The most cost-effective way to achieve the wellbeing of a population is to have governments adopt policies based on the nine common denominators that promote longevity.

This sentiment was expressed by National Geographic Fellow, Dan Buettner, who spoke during Day One of the World Government Summit 2017 in Dubai.

“The recipe for long and healthy living boils down to nine characteristics – natural movement; a positive outlook; meditation; purpose; wise eating; putting our loved ones first; belonging to a religion and building social connections,” he said. “I’ve conducted years of research across the world, in my quest to find the world’s ‘happiness zones’, and found that men live the longest in Sardinia, Italy, and women live the longest in Okinawa, Japan.”
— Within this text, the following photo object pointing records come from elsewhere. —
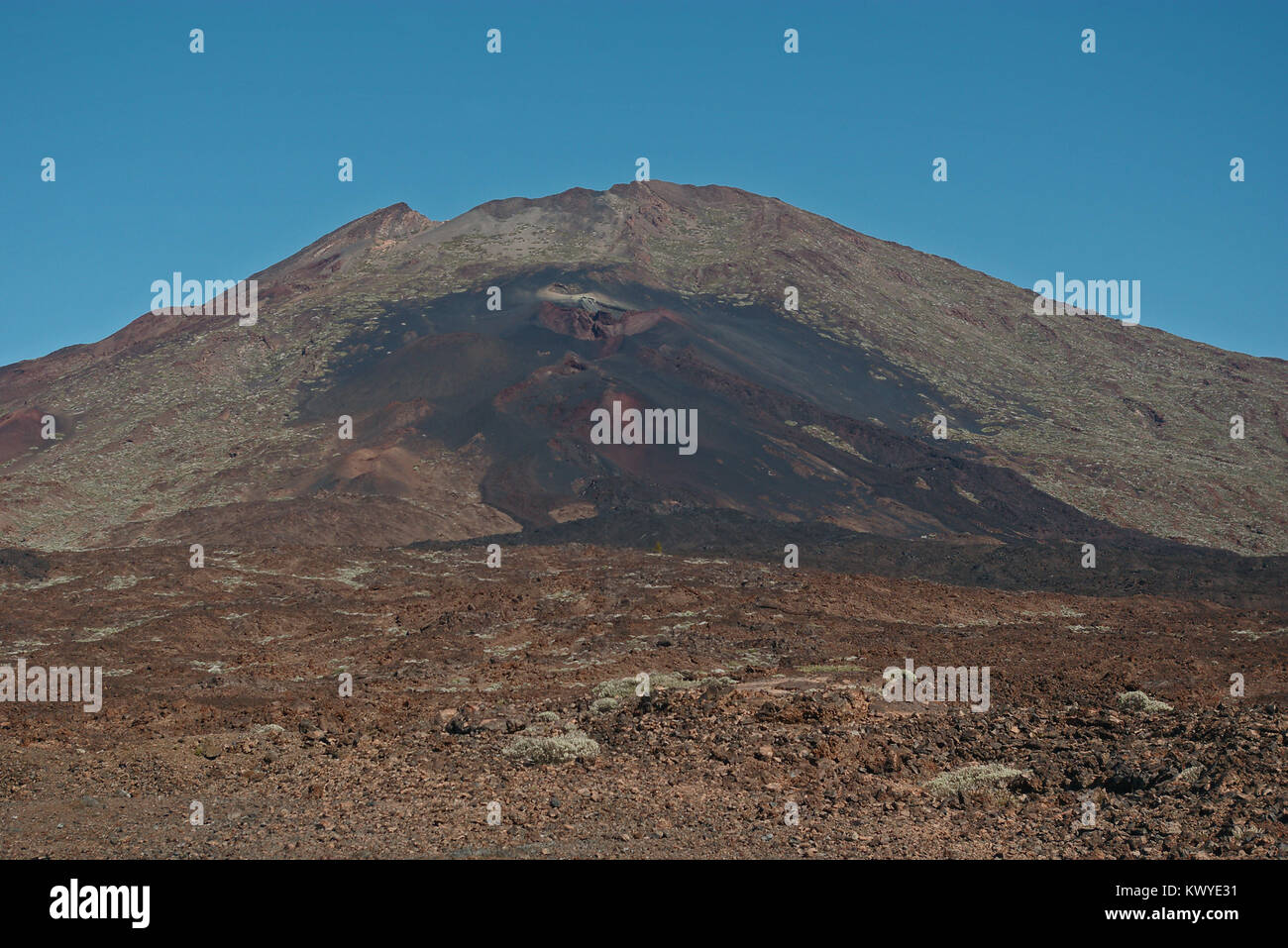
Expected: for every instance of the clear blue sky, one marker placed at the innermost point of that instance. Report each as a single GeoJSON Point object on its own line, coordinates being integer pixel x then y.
{"type": "Point", "coordinates": [1113, 165]}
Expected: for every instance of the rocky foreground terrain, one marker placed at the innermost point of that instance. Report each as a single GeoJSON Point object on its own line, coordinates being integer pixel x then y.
{"type": "Point", "coordinates": [516, 685]}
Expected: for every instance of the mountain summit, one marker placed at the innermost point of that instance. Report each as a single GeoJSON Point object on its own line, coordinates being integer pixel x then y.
{"type": "Point", "coordinates": [471, 355]}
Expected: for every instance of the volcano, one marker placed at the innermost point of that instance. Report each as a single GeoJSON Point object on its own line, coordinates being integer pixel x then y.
{"type": "Point", "coordinates": [469, 357]}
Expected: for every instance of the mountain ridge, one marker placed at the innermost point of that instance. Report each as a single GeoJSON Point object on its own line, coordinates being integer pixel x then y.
{"type": "Point", "coordinates": [885, 338]}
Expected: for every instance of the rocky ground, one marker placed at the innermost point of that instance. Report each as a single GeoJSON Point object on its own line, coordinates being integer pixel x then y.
{"type": "Point", "coordinates": [472, 685]}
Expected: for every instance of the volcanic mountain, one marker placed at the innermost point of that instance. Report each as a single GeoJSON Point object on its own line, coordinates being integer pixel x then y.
{"type": "Point", "coordinates": [473, 420]}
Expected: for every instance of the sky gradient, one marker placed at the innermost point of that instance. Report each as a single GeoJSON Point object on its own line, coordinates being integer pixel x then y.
{"type": "Point", "coordinates": [1113, 165]}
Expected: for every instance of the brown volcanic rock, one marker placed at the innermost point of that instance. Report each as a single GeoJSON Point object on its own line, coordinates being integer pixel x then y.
{"type": "Point", "coordinates": [220, 686]}
{"type": "Point", "coordinates": [671, 296]}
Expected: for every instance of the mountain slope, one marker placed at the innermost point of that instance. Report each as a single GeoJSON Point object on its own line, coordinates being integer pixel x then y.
{"type": "Point", "coordinates": [472, 421]}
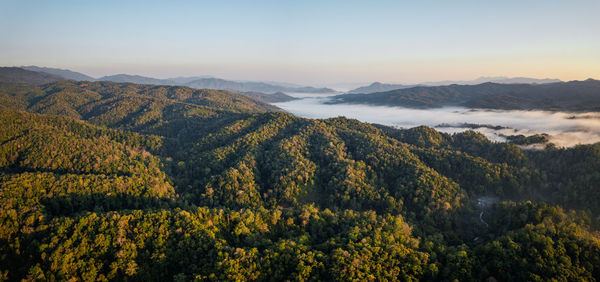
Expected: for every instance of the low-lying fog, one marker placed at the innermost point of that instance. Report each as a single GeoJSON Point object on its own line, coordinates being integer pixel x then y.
{"type": "Point", "coordinates": [565, 129]}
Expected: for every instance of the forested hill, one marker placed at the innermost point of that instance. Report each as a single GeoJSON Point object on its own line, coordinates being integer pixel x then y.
{"type": "Point", "coordinates": [560, 96]}
{"type": "Point", "coordinates": [18, 75]}
{"type": "Point", "coordinates": [117, 181]}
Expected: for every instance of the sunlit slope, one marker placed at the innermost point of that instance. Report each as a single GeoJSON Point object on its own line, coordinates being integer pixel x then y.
{"type": "Point", "coordinates": [200, 187]}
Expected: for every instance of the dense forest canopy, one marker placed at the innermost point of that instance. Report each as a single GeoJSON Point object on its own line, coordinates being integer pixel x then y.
{"type": "Point", "coordinates": [577, 96]}
{"type": "Point", "coordinates": [120, 181]}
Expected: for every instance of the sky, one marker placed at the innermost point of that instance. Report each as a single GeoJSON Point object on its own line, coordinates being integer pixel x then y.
{"type": "Point", "coordinates": [307, 42]}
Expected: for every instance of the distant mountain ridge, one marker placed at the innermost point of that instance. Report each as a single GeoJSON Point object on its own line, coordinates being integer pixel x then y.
{"type": "Point", "coordinates": [559, 96]}
{"type": "Point", "coordinates": [383, 87]}
{"type": "Point", "coordinates": [215, 83]}
{"type": "Point", "coordinates": [19, 75]}
{"type": "Point", "coordinates": [67, 74]}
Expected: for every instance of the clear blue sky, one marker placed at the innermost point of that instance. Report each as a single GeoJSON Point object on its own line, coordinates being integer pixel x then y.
{"type": "Point", "coordinates": [311, 42]}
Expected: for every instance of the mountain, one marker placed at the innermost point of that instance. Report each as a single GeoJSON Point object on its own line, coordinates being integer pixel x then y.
{"type": "Point", "coordinates": [382, 87]}
{"type": "Point", "coordinates": [19, 75]}
{"type": "Point", "coordinates": [561, 96]}
{"type": "Point", "coordinates": [217, 83]}
{"type": "Point", "coordinates": [497, 79]}
{"type": "Point", "coordinates": [120, 181]}
{"type": "Point", "coordinates": [67, 74]}
{"type": "Point", "coordinates": [137, 79]}
{"type": "Point", "coordinates": [214, 83]}
{"type": "Point", "coordinates": [278, 97]}
{"type": "Point", "coordinates": [377, 87]}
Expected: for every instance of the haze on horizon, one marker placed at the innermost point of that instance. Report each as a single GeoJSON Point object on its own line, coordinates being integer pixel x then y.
{"type": "Point", "coordinates": [307, 42]}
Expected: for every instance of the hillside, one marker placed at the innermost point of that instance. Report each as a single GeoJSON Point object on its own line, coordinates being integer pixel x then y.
{"type": "Point", "coordinates": [118, 181]}
{"type": "Point", "coordinates": [64, 73]}
{"type": "Point", "coordinates": [18, 75]}
{"type": "Point", "coordinates": [277, 97]}
{"type": "Point", "coordinates": [214, 83]}
{"type": "Point", "coordinates": [563, 96]}
{"type": "Point", "coordinates": [376, 87]}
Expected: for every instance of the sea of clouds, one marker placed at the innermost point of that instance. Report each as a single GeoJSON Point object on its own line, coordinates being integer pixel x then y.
{"type": "Point", "coordinates": [564, 129]}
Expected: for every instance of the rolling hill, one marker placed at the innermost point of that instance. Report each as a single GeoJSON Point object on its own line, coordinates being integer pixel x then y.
{"type": "Point", "coordinates": [64, 73]}
{"type": "Point", "coordinates": [562, 96]}
{"type": "Point", "coordinates": [18, 75]}
{"type": "Point", "coordinates": [384, 87]}
{"type": "Point", "coordinates": [119, 181]}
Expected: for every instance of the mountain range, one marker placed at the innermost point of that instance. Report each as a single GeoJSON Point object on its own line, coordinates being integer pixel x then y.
{"type": "Point", "coordinates": [136, 182]}
{"type": "Point", "coordinates": [382, 87]}
{"type": "Point", "coordinates": [558, 96]}
{"type": "Point", "coordinates": [199, 82]}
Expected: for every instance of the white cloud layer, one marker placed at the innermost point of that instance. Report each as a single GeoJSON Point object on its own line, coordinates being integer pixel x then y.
{"type": "Point", "coordinates": [565, 129]}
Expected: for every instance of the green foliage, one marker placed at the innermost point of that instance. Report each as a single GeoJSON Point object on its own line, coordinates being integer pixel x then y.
{"type": "Point", "coordinates": [138, 182]}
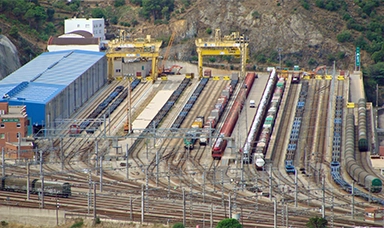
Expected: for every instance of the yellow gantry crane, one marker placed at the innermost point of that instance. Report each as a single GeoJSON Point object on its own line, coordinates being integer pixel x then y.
{"type": "Point", "coordinates": [233, 44]}
{"type": "Point", "coordinates": [138, 48]}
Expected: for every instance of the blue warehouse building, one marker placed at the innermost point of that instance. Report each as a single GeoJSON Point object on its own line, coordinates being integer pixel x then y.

Buettner specifically attributes the long lifespan of the female population in Okinawa to social connectivity and purpose, which he said “are hardwired into society”. Additionally, Nicoya, Costa Rica, boasts the lowest global rate of middle-age mortality and Ikaria, Greece, has the lowest global rate of heart disease and dementia.

 

“Where we witness societies producing people who are skiing and practising karate at the age of 92, the key insight is that longevity happened to them,” he said. “Longevity was not something they pursued, because health is not something you go after, it is innate within environments in which longevity is residual.”